In conservation laws, quantities are said to be “conserved” and the conservation laws which result can be considered to be the most fundamental principles of mechanics. In mechanics, examples of conserved quantities are energy, momentum, and angular momentum. The laws of conservation are exact for an isolated system.
The Law of Conservation of Matter
The law of conservation of matter or principle of matter conservation states that the mass of an object or collection of objects never changes over time, no matter how the constituent parts rearrange themselves.
The mass can neither be created nor destroyed.
The law requires that during any nuclear reaction, radioactive decay or chemical reaction in an isolated system, the total mass of the reactants or starting materials must be equal to the mass of the products.
See also: Law of Conservation of Matter
Law of Conservation of Energy
The law of conservation of energy is one of the basic laws of physics along with the conservation of mass and the conservation of momentum. The law of conservation of energy states that energy can change from one form into another, but it cannot be created or destroyed. Or the general definition is:
The total energy of an isolated system remains constant over time.
Energy can be defined as the capacity for doing work. It may exist in a variety of forms and may be transformed from one type of energy to another in hundreds of ways.
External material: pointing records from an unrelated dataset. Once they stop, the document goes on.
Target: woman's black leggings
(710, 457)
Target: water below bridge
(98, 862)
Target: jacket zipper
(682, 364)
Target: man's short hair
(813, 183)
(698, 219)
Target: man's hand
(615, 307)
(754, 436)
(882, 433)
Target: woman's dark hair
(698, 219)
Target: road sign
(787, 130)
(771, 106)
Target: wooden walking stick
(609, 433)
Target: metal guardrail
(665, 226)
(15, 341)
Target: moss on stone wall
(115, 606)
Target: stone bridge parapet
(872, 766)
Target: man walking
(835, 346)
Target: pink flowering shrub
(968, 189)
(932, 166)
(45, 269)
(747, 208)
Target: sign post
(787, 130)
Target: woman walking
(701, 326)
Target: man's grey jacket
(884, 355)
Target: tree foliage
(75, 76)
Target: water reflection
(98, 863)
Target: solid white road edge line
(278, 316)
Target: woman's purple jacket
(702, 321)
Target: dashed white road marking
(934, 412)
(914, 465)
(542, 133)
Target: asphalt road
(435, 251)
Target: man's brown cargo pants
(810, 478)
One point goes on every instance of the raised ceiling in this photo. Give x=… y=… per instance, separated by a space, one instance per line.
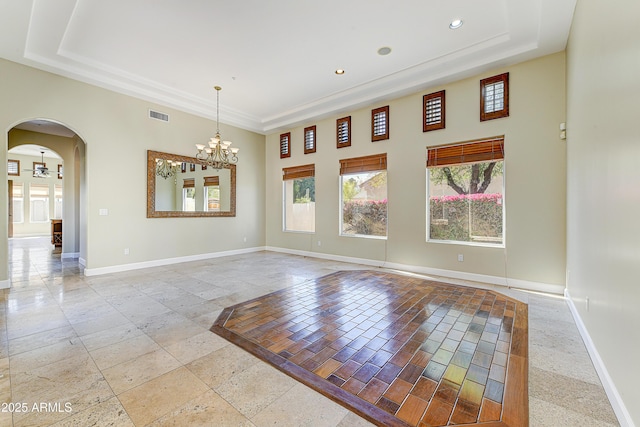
x=275 y=60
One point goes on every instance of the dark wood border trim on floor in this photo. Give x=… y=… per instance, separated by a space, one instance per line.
x=515 y=408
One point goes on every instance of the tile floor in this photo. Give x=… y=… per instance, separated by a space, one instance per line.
x=134 y=349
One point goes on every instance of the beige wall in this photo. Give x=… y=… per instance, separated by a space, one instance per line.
x=535 y=160
x=117 y=133
x=603 y=204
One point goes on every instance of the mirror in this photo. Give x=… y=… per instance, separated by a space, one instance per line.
x=193 y=190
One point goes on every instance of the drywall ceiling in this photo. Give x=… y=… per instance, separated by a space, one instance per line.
x=276 y=60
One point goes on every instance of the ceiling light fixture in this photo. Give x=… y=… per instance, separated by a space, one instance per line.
x=455 y=24
x=218 y=155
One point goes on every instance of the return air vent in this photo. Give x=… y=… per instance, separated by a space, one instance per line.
x=158 y=115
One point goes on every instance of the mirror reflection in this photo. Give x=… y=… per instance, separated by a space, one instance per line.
x=179 y=186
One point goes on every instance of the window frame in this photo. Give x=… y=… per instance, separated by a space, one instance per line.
x=291 y=174
x=45 y=199
x=339 y=122
x=285 y=153
x=17 y=163
x=37 y=166
x=466 y=159
x=359 y=165
x=311 y=130
x=425 y=111
x=376 y=111
x=504 y=112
See also: Law of Conservation of Energy
The concept of energy conservation is widely used in many fields. In this article the following fields are discussed:
- Conservation of Mechanical Energy
- Conservation of Energy in Fluid Mechanics
- Conservation of Energy in Thermodynamics
- Conservation of Energy in Electrical Circuits
- Conservation of Energy in Chemical Reactions
- Conservation of Energy in Special Relativity Theory
- Conservation of Energy in Nuclear Reactions
Law of Conservation of Mass-Energy – Mass-Energy Equivalence
In special theory of relativity certain types of matter may be created or destroyed, but in all of these processes, the mass and energy associated with such matter remains unchanged in quantity. It was found the rest mass an atomic nucleus is measurably smaller than the sum of the rest masses of its constituent protons, neutrons and electrons. Mass was no longer considered unchangeable in the closed system. The difference is a measure of the nuclear binding energy which holds the nucleus together. According to the Einstein relationship (E = mc2) this binding energy is proportional to this mass difference and it is known as the mass defect.
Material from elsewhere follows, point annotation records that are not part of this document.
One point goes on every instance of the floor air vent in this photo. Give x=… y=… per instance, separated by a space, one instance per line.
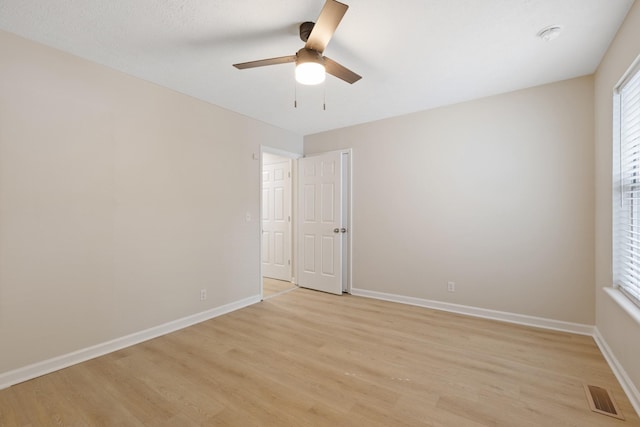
x=602 y=402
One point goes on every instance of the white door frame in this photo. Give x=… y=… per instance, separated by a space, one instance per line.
x=292 y=224
x=348 y=261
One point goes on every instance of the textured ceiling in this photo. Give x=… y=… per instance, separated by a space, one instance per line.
x=412 y=54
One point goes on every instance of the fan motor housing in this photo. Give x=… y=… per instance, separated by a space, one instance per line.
x=309 y=55
x=305 y=30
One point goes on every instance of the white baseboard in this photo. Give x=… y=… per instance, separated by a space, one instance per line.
x=520 y=319
x=25 y=373
x=625 y=382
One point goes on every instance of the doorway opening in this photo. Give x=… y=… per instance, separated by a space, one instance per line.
x=277 y=221
x=306 y=221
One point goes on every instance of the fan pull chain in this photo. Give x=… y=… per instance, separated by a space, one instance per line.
x=324 y=97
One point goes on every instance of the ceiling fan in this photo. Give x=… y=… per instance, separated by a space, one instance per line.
x=311 y=65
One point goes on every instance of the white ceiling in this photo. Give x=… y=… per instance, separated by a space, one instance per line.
x=413 y=54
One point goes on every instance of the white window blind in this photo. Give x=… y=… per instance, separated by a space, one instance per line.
x=627 y=191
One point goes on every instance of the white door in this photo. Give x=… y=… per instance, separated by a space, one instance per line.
x=276 y=220
x=321 y=228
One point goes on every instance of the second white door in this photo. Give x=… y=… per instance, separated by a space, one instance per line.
x=276 y=220
x=321 y=222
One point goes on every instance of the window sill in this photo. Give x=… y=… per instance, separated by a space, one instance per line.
x=630 y=308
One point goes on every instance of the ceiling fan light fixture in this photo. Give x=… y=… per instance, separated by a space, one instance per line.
x=309 y=67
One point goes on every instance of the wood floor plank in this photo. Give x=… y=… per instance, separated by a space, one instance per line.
x=305 y=358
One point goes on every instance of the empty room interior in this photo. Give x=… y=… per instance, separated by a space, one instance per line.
x=439 y=230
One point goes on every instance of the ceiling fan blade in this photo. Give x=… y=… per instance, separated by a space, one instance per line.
x=326 y=25
x=265 y=62
x=343 y=73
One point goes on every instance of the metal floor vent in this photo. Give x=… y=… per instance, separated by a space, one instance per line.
x=602 y=402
Law of Conservation of Momentum
In general, the law of conservation of momentum or principle of momentum conservation states that the momentum of an isolated system is a constant. The vector sum of the momenta (momentum is equal to the mass of an object multiplied by its velocity) of all the objects of a system cannot be changed by interactions within the system. In classical mechanics, this law is implied by Newton’s laws. This principle is a direct consequence of Newton’s third law.
See also: Law of Conservation of Momentum
Laws of Conservation in Nuclear Reactions
In analyzing nuclear reactions, we apply the many conservation laws. Nuclear reactions are subject to classical conservation laws for charge, momentum, angular momentum, and energy (including rest energies). Additional conservation laws, not anticipated by classical physics, are are electric charge, lepton number and baryon number. Certain of these laws are obeyed under all circumstances, others are not. We have accepted conservation of energy and momentum. In all the examples given we assume that the number of protons and the number of neutrons is separately conserved. We shall find circumstances and conditions in which this rule is not true. Where we are considering non-relativistic nuclear reactions, it is essentially true. However, where we are considering relativistic nuclear energies or those involving the weak interactions, we shall find that these principles must be extended.